Data Science

Data Science covers all the work carried out on the semi-automated or automated generation of information from raw and potentially unknown and/or heterogeneous data flows, as well as the different forms of visualization that can be made of them. Bringing out situational models leading to decision making.

Scientific objectives

Nevertheless, Data Science presents objectives that directly enrich the other scientific disciplines in all the areas addressed:

  1. Automated detection of opportunities or threats, according to the applied research axis, and real-time modeling of their context of realization, thanks to data from sensors or social networks and enriched by external knowledge bases.
  2. The complete integration of data within business processes through a dual approach encompassing the generation and consumption of data during the process and its adaptation, or even its construction on the run accordingly.
  3. Combining and generalizing the previous objectives in a broader way, the aim is to offer a real-time decision support framework based on the feedback of data that have become easily accessible but are still too little exploited in the current practice.

Data Science: 4 "business" levels studied

  • Data collection and cleaning systematically associated in the data science approach

Internet of Things, deployment of event-driven architecture (EDA) including loose publish/subscribe coupling between data sources and processing services as well as machine learning and statistical methods in regards to data cleansing.

  • Data aggregation

Use of supervised or unsupervised machine learning methods as well as semantic analysis tools related to knowledge bases engineering (ontologies, taxonomies).

  • Interpretation of data in order to obtain informational models that can then be used to support decision-making processes.

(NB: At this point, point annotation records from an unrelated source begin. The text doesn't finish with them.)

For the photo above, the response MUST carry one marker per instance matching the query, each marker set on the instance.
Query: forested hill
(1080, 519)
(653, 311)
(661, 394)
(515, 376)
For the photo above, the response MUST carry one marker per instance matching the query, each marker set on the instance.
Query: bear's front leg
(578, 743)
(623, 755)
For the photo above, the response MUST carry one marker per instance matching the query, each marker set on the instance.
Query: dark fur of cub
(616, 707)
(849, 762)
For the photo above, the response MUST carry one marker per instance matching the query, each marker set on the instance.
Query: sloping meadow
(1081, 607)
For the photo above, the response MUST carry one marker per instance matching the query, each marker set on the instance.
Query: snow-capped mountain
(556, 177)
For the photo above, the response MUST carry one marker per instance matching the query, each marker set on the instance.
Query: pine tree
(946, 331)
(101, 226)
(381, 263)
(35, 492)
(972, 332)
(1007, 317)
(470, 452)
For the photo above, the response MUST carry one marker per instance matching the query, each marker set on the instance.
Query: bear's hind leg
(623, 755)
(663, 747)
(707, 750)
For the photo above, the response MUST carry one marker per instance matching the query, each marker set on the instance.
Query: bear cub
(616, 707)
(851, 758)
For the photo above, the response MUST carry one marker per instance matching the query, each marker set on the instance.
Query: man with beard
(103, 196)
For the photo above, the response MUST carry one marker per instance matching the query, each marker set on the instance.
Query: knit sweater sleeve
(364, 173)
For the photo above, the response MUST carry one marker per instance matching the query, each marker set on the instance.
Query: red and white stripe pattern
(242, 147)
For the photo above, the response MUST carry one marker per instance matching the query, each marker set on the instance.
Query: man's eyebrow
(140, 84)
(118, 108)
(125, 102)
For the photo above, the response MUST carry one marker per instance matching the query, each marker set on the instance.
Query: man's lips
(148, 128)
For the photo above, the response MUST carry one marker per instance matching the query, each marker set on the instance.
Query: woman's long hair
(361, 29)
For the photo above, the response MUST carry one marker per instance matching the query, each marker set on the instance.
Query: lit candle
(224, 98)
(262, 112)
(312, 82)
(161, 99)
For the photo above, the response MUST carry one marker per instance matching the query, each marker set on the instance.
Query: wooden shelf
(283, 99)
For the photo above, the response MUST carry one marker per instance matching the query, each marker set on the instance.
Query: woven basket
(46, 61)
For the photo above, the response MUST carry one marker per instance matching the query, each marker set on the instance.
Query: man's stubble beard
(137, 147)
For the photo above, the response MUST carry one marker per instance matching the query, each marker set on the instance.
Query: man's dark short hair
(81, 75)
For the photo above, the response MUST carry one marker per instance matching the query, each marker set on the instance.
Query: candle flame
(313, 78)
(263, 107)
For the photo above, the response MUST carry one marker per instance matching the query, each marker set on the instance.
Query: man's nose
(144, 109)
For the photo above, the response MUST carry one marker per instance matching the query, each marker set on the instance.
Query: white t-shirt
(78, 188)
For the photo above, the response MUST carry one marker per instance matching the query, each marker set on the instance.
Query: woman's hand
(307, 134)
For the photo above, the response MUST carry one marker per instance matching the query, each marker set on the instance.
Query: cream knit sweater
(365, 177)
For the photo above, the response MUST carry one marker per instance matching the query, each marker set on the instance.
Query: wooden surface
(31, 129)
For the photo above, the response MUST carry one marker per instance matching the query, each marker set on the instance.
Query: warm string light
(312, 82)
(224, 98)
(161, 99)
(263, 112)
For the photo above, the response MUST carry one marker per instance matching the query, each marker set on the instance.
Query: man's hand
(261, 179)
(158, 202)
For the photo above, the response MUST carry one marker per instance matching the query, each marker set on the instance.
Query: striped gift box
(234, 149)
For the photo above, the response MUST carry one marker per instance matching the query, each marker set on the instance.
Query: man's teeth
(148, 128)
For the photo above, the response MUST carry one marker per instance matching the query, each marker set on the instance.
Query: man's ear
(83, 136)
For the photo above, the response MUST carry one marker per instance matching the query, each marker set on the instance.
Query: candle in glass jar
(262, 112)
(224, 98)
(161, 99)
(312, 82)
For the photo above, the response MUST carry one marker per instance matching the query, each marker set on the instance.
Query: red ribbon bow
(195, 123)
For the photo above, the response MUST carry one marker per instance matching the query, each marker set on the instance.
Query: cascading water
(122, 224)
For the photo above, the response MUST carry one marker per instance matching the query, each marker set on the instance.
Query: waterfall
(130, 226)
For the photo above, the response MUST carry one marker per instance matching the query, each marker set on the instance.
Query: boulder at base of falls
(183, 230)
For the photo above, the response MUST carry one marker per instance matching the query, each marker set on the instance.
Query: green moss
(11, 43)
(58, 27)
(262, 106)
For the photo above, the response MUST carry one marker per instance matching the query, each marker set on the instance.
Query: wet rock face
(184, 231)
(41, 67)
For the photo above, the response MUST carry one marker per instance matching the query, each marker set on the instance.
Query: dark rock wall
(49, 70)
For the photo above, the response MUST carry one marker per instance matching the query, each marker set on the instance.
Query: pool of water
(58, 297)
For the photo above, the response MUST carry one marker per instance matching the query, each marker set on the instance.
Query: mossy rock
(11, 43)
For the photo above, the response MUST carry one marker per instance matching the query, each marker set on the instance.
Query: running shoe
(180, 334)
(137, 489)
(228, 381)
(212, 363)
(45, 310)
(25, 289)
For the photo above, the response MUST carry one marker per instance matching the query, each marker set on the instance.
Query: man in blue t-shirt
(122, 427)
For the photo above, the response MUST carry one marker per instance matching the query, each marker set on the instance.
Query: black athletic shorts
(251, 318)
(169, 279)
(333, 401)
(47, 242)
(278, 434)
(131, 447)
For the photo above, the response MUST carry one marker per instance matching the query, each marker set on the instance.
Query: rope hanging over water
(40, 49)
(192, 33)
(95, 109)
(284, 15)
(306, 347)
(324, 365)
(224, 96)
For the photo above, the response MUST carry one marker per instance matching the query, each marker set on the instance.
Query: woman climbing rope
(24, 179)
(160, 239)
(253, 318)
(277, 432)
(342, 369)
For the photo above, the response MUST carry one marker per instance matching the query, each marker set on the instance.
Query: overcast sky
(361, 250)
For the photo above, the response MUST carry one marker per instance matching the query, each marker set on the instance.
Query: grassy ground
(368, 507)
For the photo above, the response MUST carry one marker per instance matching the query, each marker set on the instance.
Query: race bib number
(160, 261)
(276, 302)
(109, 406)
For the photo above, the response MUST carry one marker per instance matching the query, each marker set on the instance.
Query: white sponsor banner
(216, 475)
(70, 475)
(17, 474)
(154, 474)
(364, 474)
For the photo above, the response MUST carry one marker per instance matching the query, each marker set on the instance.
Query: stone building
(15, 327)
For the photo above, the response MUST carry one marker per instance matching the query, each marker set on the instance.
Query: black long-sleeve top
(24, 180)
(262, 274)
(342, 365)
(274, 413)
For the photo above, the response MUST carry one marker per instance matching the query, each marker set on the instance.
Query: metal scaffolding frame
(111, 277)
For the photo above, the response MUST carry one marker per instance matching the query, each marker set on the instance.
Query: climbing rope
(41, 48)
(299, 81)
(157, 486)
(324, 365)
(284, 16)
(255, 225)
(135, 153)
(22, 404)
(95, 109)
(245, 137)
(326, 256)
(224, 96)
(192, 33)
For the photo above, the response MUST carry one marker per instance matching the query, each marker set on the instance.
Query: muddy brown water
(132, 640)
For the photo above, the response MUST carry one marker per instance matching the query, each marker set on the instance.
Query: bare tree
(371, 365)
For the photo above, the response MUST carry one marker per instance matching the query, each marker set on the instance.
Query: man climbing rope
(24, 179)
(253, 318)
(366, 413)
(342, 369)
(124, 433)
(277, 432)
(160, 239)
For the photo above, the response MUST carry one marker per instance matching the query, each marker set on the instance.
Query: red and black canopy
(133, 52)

It is itself based on knowledge engineering techniques, via the use of meta-models and business knowledge bases (in the form of ontology or graph-type databases), and is ensured through the development, on the one hand, of rule-based systems (in an EDA framework associating a module of the "complex event processing" type) and, on the other hand, of machine learning algorithms. All supervised and unsupervised techniques (classification, clustering, association and regression) are used and studies on natural language processing (NLP) are carried out.

  • Data visualization simultaneously supporting human decision-making

Use of libraries and tools for real-time data visualization. In particular, the adequacy between the visualization format and the user's needs in terms of decision support is paramount. The data collected and interpreted can be either textual or digital, used independently or in combination. This scientific discipline is part of the "Reasoning on Data" RoD theme, common to the MaDICS (Mass of Data, Information and Knowledge in Science) and AI
(Artificial Intelligence) projects.